Sandra Oh reveals if she’ll ever host the Golden Globes again

Sandra Oh co-hosted her very first awards show last month when she teamed up with Andy Samberg to emcee the Golden Globe Awards. And it was also her last.

Asked Saturday during the “Killing Eve” panel at the Television Critics Association press tour if she’d ever host again, Oh, without missing a beat, emphatically declared, “No!”

As she mentioned at the end of the opening monologue — in which she talked about the moment of her, an actress of Asian descent, hosting a global award show being real — Oh reiterated Saturday that she was “petrified” to host, but she knew the impact it could make if she did it.

SEE Sandra Oh could finally win Emmy after sweep of Golden Globes, Critics’ Choice and SAG

“When they asked for the co-hosting … it was bananas. Like I was like, ‘What? Why would that happen?’ No, really, it was. Like I texted my agent like, ‘Are you eff-ing joking? Like what is that?’ But I knew what it could mean,” she said. “And in some ways I knew what it could mean in that section of the monologue. I knew what the platform could mean. And all I wanted to do was hit it out of the f—ing park.”

Oh, who also wanted to set an example for her nieces to do something that scares them, said she felt utter relief when it was all over. “I was ecstatic in a way of like all the stuff that I could not feel leading up to it, I felt so vividly,” she recalled. “Afterwards at the party, I didn’t need one drop of alcohol. I didn’t even want it … because I was so high. I was so high.”

“On heroin,” “Killing Eve” executive producer and showrunner Emerald Fennel deadpanned.

“On the actual joy and release of it,” Oh finished.

Oh had even more to celebrate that night since she also won Best Drama Actress for “Killing Eve.” At the end of her speech, she told her parents “I love you” in Korean. “I don’t think I can explain to you how profound I feel it meant to not only myself and my parents, but I can feel for like a lot of people in my community,” Oh said. “And not only the Asian-American community, but I would say the immigrant community as a whole of being able to speak your parents’ language. … And to tell them you love them. Not even so much as I thank them, but it’s like that you love them in a very, very public way.”

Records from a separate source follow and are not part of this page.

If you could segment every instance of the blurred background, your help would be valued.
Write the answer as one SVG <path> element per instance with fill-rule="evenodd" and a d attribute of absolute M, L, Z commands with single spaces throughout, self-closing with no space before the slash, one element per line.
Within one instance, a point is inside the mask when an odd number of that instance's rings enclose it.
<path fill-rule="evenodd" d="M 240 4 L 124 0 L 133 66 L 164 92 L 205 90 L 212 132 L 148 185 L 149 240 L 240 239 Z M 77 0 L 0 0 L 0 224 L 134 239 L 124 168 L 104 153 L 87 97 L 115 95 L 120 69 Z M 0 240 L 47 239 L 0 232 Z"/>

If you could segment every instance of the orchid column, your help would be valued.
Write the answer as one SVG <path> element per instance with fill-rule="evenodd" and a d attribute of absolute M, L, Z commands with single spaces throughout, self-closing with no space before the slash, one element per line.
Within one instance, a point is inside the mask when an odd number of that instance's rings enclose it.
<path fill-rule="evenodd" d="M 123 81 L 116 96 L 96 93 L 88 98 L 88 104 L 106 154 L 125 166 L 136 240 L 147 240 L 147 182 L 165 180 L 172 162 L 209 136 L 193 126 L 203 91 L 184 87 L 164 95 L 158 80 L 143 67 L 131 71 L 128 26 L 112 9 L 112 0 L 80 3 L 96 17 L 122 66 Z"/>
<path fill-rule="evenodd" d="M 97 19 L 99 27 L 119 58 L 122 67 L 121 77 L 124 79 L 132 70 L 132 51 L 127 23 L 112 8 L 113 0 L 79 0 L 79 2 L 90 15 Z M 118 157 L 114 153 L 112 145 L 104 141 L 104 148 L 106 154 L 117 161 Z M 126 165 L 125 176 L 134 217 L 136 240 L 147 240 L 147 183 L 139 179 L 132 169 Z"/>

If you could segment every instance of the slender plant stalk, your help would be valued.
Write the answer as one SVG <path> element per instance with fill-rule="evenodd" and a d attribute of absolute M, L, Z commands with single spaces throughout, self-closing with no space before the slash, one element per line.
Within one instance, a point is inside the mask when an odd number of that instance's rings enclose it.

SEE Here are all the ways Sandra Oh made SAG Awards history with her win

With that win, Oh, who took home her first Globe for “Grey’s Anatomy” in 2006, became the first Asian actress to receive two Globes. Last summer, she became the first Best Drama Actress Emmy nominee of Asian descent. The significance of that nomination, along with her victories at the Globes, Critics’ Choice and Screen Actors Guild Awards, “are not lost on me at all,” she said.

“[Awards are] not on the forefront of my mind, but I feel like if you’re different in any kind of way, you always know that,” she added. “Because I know that it would mean not only of course for myself, but more for a lot of other people. So I just try my best to show up as fully as I could in each of those opportunities.”